Many of us have cast iron dutch ovens.
They were (and are) the utility of choice for campfire cooking which we all know is a skill set for many an emergency.

This weekend some friends of mine & I are meeting up and the contest is baking a loaf of bread from scratch in a dutch oven. We are allowing charcoal but as we develop this skill will switch to fire-pit coals only.

What to you folks think about a monthly event? Post pictures and recipes in the "cast Iron Cooking thread maybe. Or this thread.

I'll let you know how my first loaf turns out.

Moby


----------



## Moby76065 (Jul 31, 2012)

*My choice for this weekends bread contest*

http://www.alaskafromscratch.com/2012/07/27/dutch-oven-crusty-bread/


----------



## MCNSemperFi (Mar 25, 2014)

Moby76065 said:


> Many of us have cast iron dutch ovens.
> They were (and are) the utility of choice for campfire cooking which we all know is a skill set for many an emergency.
> 
> This weekend some friends of mine & I are meeting up and the contest is baking a loaf of bread from scratch in a dutch oven. We are allowing charcoal but as we develop this skill will switch to fire-pit coals only.
> ...


Good luck on your first loaf!

I cook in my cast iron almost exclusively, but I don't have a Dutch Oven - yet.

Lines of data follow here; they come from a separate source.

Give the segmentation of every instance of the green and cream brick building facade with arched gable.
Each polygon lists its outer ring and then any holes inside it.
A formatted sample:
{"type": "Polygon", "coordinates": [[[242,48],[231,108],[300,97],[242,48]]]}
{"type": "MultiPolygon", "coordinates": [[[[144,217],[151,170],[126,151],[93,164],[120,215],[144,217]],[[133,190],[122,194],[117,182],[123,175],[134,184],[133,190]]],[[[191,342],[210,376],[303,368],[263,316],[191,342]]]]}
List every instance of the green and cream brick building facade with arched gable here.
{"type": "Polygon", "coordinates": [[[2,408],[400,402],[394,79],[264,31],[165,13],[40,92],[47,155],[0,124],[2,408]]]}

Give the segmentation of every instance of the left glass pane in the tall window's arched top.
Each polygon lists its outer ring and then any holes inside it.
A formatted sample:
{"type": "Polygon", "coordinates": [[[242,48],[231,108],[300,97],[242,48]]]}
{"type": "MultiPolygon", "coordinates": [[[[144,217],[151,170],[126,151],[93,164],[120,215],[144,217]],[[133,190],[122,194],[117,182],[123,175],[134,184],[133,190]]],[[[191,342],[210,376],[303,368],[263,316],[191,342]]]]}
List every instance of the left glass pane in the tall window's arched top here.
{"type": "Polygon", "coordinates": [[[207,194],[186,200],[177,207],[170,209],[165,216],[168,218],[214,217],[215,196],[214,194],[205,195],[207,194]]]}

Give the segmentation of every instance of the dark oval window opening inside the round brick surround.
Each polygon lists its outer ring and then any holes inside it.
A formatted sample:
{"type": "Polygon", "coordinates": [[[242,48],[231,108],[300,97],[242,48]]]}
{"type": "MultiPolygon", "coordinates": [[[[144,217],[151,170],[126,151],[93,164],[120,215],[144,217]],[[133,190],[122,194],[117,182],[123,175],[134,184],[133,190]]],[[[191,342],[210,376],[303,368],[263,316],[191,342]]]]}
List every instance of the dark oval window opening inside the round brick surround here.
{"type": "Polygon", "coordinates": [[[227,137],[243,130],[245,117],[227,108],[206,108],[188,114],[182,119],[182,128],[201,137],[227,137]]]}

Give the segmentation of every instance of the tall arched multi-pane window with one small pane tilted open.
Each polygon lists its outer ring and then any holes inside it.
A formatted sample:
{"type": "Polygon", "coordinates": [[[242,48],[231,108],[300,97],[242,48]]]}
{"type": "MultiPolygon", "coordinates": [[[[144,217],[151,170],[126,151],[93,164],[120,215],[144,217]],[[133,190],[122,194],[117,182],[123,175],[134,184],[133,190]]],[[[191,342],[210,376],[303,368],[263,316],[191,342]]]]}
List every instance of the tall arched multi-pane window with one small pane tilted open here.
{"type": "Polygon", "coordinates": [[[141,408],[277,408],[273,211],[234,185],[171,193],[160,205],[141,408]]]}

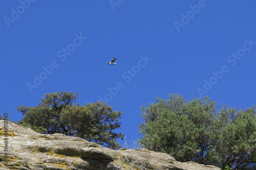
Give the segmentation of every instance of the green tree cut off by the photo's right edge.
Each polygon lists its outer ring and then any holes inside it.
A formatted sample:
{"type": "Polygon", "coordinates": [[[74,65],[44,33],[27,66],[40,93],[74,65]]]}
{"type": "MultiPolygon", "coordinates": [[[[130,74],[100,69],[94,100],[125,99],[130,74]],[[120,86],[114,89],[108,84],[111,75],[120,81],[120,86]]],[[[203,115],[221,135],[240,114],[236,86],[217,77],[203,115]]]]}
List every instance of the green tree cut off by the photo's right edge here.
{"type": "Polygon", "coordinates": [[[219,166],[256,169],[255,107],[237,110],[223,106],[216,119],[219,166]]]}

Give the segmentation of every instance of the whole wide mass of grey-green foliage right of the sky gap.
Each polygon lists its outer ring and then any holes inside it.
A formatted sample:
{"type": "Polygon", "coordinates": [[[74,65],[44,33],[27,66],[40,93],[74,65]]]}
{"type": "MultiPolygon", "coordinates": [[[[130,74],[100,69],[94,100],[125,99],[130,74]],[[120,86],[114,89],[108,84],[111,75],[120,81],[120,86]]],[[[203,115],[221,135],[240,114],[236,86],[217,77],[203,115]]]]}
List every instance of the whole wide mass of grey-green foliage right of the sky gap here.
{"type": "Polygon", "coordinates": [[[207,96],[185,102],[181,95],[156,98],[142,106],[142,147],[174,156],[231,169],[247,169],[256,160],[255,107],[236,110],[217,104],[207,96]]]}

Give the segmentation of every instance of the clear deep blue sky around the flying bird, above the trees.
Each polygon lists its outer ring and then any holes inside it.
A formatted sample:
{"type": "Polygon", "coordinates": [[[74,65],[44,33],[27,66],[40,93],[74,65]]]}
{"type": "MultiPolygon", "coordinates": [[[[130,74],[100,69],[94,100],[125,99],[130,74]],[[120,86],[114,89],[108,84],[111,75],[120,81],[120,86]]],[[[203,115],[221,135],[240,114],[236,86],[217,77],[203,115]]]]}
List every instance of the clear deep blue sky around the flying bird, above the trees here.
{"type": "Polygon", "coordinates": [[[255,7],[252,0],[2,1],[1,114],[16,122],[18,105],[76,92],[82,105],[103,99],[121,110],[118,132],[130,141],[140,138],[140,106],[156,96],[256,105],[255,7]],[[112,57],[118,65],[106,64],[112,57]]]}

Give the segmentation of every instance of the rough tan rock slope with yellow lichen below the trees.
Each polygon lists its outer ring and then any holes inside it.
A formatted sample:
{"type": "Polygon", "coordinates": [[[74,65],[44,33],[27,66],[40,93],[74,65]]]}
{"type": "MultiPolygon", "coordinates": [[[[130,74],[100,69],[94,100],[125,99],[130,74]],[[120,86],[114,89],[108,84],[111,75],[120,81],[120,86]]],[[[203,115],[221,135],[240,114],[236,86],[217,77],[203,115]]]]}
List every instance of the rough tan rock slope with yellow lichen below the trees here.
{"type": "Polygon", "coordinates": [[[63,134],[43,135],[30,128],[0,120],[0,169],[195,169],[214,170],[215,166],[178,162],[168,154],[146,149],[103,148],[79,137],[63,134]],[[7,142],[6,142],[7,141],[7,142]],[[5,142],[5,143],[4,143],[5,142]],[[5,149],[6,148],[6,149],[5,149]],[[8,150],[8,151],[6,151],[8,150]],[[6,163],[5,154],[8,154],[6,163]]]}

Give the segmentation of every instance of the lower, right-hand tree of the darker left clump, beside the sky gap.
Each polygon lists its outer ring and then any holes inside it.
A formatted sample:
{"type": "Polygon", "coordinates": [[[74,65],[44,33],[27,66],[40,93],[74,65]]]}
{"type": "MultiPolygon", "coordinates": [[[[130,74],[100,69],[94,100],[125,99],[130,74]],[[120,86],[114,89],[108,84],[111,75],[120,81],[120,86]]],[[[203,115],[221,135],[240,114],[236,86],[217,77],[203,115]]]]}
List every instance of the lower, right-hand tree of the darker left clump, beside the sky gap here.
{"type": "Polygon", "coordinates": [[[116,138],[122,138],[123,134],[114,133],[113,130],[120,128],[118,119],[121,111],[112,111],[112,107],[106,103],[88,103],[86,106],[68,106],[63,110],[63,122],[70,122],[74,136],[99,143],[112,149],[120,148],[116,138]]]}

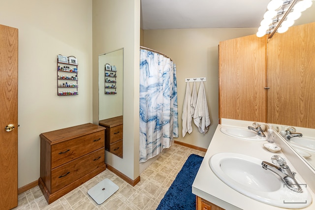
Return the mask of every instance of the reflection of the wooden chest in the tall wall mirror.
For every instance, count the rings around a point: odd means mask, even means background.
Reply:
[[[105,150],[123,158],[123,116],[100,120],[99,125],[106,127]]]

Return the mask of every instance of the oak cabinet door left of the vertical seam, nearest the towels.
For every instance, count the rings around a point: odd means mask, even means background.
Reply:
[[[219,117],[266,122],[266,36],[220,42]]]

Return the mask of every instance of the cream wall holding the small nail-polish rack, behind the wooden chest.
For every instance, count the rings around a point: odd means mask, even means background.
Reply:
[[[92,122],[92,1],[0,0],[19,30],[18,187],[39,178],[39,134]],[[78,59],[79,95],[57,96],[57,55]]]

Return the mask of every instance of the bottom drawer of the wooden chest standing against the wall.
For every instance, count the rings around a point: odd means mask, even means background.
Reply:
[[[56,192],[104,164],[104,148],[101,148],[51,170],[50,193]]]

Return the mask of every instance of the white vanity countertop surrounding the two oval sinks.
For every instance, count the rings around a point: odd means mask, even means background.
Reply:
[[[251,124],[245,126],[243,126],[242,124],[238,124],[238,126],[242,126],[245,128],[249,125]],[[226,210],[284,210],[284,208],[264,204],[237,192],[236,190],[232,189],[224,182],[222,182],[212,172],[209,166],[209,159],[212,155],[220,152],[241,153],[259,158],[267,162],[271,162],[270,158],[274,154],[279,154],[285,158],[282,151],[273,153],[265,149],[263,144],[267,143],[267,141],[237,139],[223,134],[220,131],[221,126],[224,125],[218,125],[217,130],[209,145],[209,148],[204,156],[199,171],[192,184],[192,193]],[[265,134],[267,135],[267,133]],[[297,180],[304,181],[299,175],[298,171],[295,170],[295,168],[288,160],[287,165],[291,168],[292,171],[297,172]],[[312,195],[313,202],[310,206],[304,208],[303,210],[314,210],[315,194],[311,191],[311,189],[308,190]]]

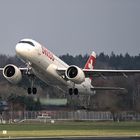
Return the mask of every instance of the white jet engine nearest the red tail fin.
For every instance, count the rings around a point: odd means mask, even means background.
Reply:
[[[82,69],[80,69],[77,66],[70,66],[65,73],[66,77],[71,80],[72,82],[76,83],[76,84],[81,84],[82,82],[85,81],[85,74],[82,71]]]

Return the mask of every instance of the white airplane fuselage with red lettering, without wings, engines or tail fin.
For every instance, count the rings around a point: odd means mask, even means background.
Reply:
[[[30,41],[30,40],[29,40]],[[63,90],[76,86],[79,91],[89,90],[90,83],[85,80],[82,84],[74,84],[65,80],[57,73],[57,68],[68,68],[65,62],[55,56],[40,43],[32,40],[33,45],[27,43],[18,43],[16,45],[16,54],[24,62],[29,63],[34,75],[47,83],[48,85],[60,87]],[[87,87],[88,86],[88,87]],[[89,91],[88,91],[89,92]]]

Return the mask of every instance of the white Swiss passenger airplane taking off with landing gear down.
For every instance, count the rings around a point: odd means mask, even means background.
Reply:
[[[94,87],[91,85],[92,78],[101,76],[127,77],[140,70],[105,70],[94,69],[96,54],[92,52],[87,60],[85,67],[79,68],[76,65],[69,66],[50,50],[45,48],[39,42],[33,39],[22,39],[16,47],[16,55],[25,64],[26,67],[17,67],[8,64],[4,68],[3,76],[11,83],[17,84],[21,81],[24,74],[28,75],[31,85],[28,87],[28,94],[36,94],[35,77],[44,81],[47,85],[67,91],[69,95],[78,95],[79,93],[94,94],[96,90],[123,90],[120,87]]]

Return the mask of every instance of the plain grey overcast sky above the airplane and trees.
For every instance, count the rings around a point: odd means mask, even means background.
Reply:
[[[57,55],[140,53],[140,0],[0,0],[0,53],[23,38]]]

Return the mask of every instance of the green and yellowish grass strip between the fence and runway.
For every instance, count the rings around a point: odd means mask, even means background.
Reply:
[[[3,130],[7,134],[3,134]],[[56,122],[54,124],[3,124],[3,137],[140,136],[140,122]]]

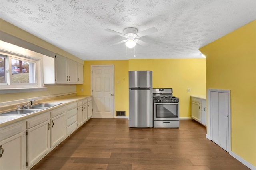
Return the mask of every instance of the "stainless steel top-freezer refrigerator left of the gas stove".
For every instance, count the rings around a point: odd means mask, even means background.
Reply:
[[[153,127],[152,71],[129,71],[129,127]]]

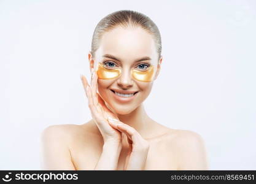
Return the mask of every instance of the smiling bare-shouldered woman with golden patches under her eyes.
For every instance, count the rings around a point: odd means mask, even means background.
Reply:
[[[142,102],[160,72],[161,37],[142,13],[120,10],[99,21],[81,76],[92,119],[42,132],[42,168],[53,170],[204,170],[201,136],[152,120]],[[161,105],[161,104],[158,104]]]

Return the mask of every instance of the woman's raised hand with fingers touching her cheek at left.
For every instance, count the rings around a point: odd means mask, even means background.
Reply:
[[[83,88],[86,92],[88,98],[88,106],[91,111],[91,116],[95,121],[96,125],[101,132],[104,139],[104,144],[110,143],[120,146],[122,144],[123,133],[109,125],[109,118],[114,118],[118,120],[117,115],[115,115],[107,106],[104,100],[97,93],[98,89],[98,76],[96,71],[92,69],[91,72],[91,85],[88,84],[87,79],[81,75]]]

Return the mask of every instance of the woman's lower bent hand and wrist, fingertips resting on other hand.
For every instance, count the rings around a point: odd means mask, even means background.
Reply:
[[[144,170],[147,153],[149,152],[149,142],[143,139],[136,129],[121,121],[109,118],[109,125],[118,129],[127,137],[129,149],[124,170]]]

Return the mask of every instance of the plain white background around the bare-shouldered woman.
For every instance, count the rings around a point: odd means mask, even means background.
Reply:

It's on my wish list.


----------



## Davarm (Oct 22, 2011)

Moby, send me an email when you have the next cook-off.


----------



## HillbillyGirl (May 5, 2011)

How did it go? 

If you haven't already, check out the book, "Artisan Bread in Five Minutes a Day," it's has a wealth of knowledge and great for the beginner and beyond bread baker.

I taught myself how to cook/bake in a DO using hot coals and over an open fire. It wasn't until I started reading DO cookbooks that I first read about using charcoal. I still find it difficult to use charcoal.

I'd be interested in a monthly CI/DO event.


----------